7 Comments
User's avatar
Derek's avatar

"Metaphorically: a witch or barbarian is someone you cannot subordinate to your system."

This strikes me as a good description of what it was like to have a baby and raise a young child. I wonder whether you've seen others talking about parenting as a catalyst for stage change as well. Seems likely I'm guessing.

Ke Zhang's avatar

I think this happened to me to some extent. My first child has undergone a lot of difficulties in the first few years of school, which forced me to dramatically change my approach to parenting. I have come to recognize that my earlier approach was based on how I should behave as a parent, based on a hodgepodge of rational thoughts and parenting books. The transition happened when I realized something that should have been obvious -- I should react to him as a person, not in the abstract. There's no need for rules because our relationship is unique. The difficulties still exist but everything started to be better after that realization.

David Chapman's avatar

Oddly enough, I can't think of an instance. It does seem like it would happen!

The "Parenting" chapter of In Over Our Heads explains what that transition would have to look like, but doesn't give even a fictitious example.

Derek's avatar

yes, the examples in the book are sort of sideways to the issue of parenting. He discusses teaching sex ed and also supporting a teen moving from stage 2 -> 3 (I have an almost 16 year old so both of these resonated for me), but mostly from the vantage point of the teen's transition or the culture at large rather than the parent's. He also discusses a woman wrestling with whether to tell her young daughter the truth about her relationship with a man she is dating. This seems to me the closest example to what I'm thinking of, but still not very direct.

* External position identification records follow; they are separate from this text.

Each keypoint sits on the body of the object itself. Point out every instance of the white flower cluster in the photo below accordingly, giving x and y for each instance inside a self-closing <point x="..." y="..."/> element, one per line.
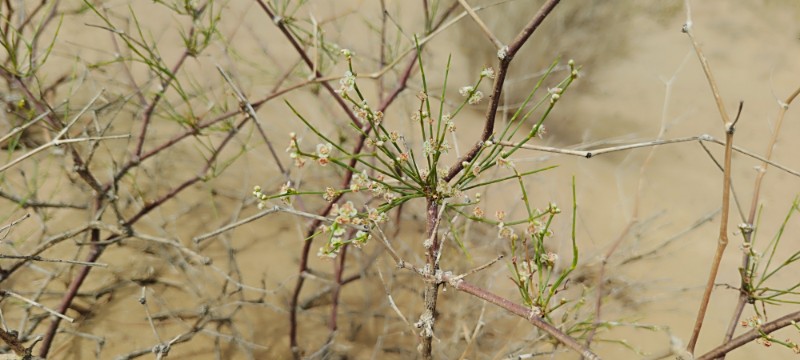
<point x="347" y="215"/>
<point x="475" y="96"/>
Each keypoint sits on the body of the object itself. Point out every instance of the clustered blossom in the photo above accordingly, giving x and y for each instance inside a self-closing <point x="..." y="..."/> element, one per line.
<point x="361" y="181"/>
<point x="475" y="96"/>
<point x="540" y="130"/>
<point x="294" y="150"/>
<point x="285" y="194"/>
<point x="347" y="215"/>
<point x="506" y="232"/>
<point x="432" y="147"/>
<point x="323" y="152"/>
<point x="549" y="259"/>
<point x="555" y="94"/>
<point x="346" y="83"/>
<point x="525" y="270"/>
<point x="488" y="72"/>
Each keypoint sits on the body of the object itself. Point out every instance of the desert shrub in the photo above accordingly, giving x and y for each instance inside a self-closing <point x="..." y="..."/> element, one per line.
<point x="277" y="179"/>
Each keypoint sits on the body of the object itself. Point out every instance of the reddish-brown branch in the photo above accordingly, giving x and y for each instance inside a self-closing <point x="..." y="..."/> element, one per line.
<point x="525" y="313"/>
<point x="743" y="295"/>
<point x="338" y="271"/>
<point x="497" y="89"/>
<point x="751" y="335"/>
<point x="302" y="52"/>
<point x="97" y="250"/>
<point x="296" y="351"/>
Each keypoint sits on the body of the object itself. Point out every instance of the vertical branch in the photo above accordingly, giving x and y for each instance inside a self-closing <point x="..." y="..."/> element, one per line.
<point x="762" y="171"/>
<point x="431" y="293"/>
<point x="722" y="241"/>
<point x="505" y="54"/>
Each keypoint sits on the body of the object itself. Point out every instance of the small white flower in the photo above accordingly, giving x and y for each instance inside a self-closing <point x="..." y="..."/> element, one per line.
<point x="324" y="150"/>
<point x="502" y="53"/>
<point x="488" y="72"/>
<point x="476" y="97"/>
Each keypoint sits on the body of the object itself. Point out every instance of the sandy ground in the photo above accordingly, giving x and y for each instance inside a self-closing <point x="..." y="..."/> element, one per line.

Ke's example feels spot on to me and seems to match your language of preserving the form while no longer being limited by the form. One can relate to their children as people first (or as Ari might say, "friend, model, guide"), but the "form" of being a parent remains and it looks pretty sketchy to me when people try to eliminate the "form" of being a parent and instead focus on being only a friend to their child. Personally, every developmental phase for my children has brought up new "stuff" for me and it feels as if they become new barbarians that cannot be subordinated to my system every year or so. No claims to stage 5 access or stability on that front here!

Adam Tropp's avatar

Is doing a committed long term meditation practice a cheat code for reaching stage 5, even in the absence of other triggers, support systems, etc? Or, to put that another way, how could a person that is not particularly attached to anything be attached to systematicity? (Obviously i also recognize than an enlightened person wouldnt care about "reaching stage 5").

David Chapman's avatar

> Is doing a committed long term meditation practice a cheat code for reaching stage 5, even in the absence of other triggers, support systems, etc?

Well, this is an empirical question, and I know of no actual research in this area. Anecdotally, I think the answer is that meditation can potentiate the other work involved in the transition, but it’s not adequate by itself.

Jared Janes's avatar

My intuition is that it would be particularly helpful in stage transitions, but I'd guess that challenging life circumstances are more likely to kick off the transition to begin with.